Partnership arrangements such as this also facilitate our goal of increasing community awareness, acceptance and inclusion of people with an intellectual disability, an effect we believe benefits both those people and the community around them. In addition, the local community will benefit from having a now unusable eyesore restored into a vibrant, active community service which will encourage community and volunteer participation. We look forward to working together, for example, with the local volunteer Landcare Group in restoring the landscape of the site. Our own Employment Service runs a gardening and maintenance service employing a number of our clients and they are looking forward to assisting with this, along with our Community Network Group (parents, siblings and other interested supporters) and our corporate and individual volunteers who all rally together to support the Home's endeavours.
The Need for the new purpose-modified premises:
Our Community Access Programme desperately needs to find a new home for some of our Day Service programmes as they are currently spread over a number of smaller sites that are inadequate to their needs. We are currently completing an expression of interest with the local Ku-ring-gai Council regarding a partnership arrangement in which they will provide us with a long-term, reduced rent lease over a Council owned property and we will carry out the necessary upgrading and modifications to enable us to provide this vital community service.
Most of the funding received by the Home is in the form of "block funding" for accommodation and "all of life" care. This means that we receive no direct funding to run Day Service programs for those people who are unable to work. We originally instituted such Community Access programs for the clients who lived in our institutional accommodation from within our own budget because we believed that they were essential to the development and dignity of our clients. We continue to maintain this view and to strive for these programs to be meaningful opportunities for skills and relationship development, not merely "day care for adults".

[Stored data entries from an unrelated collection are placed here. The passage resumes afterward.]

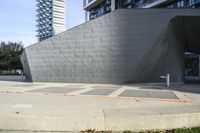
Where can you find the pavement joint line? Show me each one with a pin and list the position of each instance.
(75, 93)
(117, 92)
(107, 97)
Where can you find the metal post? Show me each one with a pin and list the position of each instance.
(168, 80)
(199, 65)
(112, 5)
(86, 16)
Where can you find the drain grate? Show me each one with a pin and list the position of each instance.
(149, 94)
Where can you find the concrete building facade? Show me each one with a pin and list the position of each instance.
(124, 46)
(50, 18)
(96, 8)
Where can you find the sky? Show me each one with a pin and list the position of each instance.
(17, 19)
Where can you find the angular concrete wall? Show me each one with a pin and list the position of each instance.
(125, 46)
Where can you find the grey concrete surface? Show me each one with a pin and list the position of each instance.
(56, 90)
(99, 92)
(125, 46)
(149, 94)
(13, 78)
(22, 110)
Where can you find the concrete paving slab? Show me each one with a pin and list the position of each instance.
(38, 112)
(106, 87)
(56, 90)
(99, 92)
(149, 94)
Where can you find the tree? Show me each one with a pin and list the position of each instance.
(10, 55)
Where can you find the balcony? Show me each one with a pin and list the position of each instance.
(92, 4)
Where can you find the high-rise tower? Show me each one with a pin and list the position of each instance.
(50, 18)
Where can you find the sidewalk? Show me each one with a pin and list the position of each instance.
(77, 107)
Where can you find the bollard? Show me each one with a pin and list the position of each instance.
(167, 77)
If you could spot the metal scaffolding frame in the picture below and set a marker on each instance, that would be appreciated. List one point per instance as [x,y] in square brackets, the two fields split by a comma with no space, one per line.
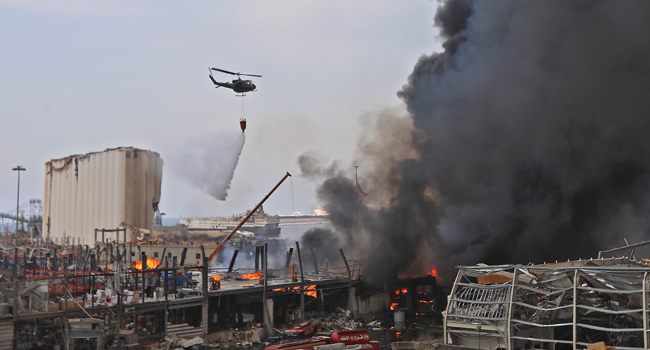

People using Day Service programs by definition have moderate to very high support needs. For a service to engage these clients in any meaningful way, staffing levels need to be high and appropriate, specialist equipment (such as lifting slings, change tables, wheelchair-modified vehicles etc) needs to be provided. To maintain a quality service cost effectively then, the best expense for us to minimise is the cost of the premises where the service operates. Our services currently operate out of premises rented on the open rental market (and therefore subject to its vagaries) and modified for our special needs at our own (considerable) expense. We receive no government funding whatsoever for this purpose.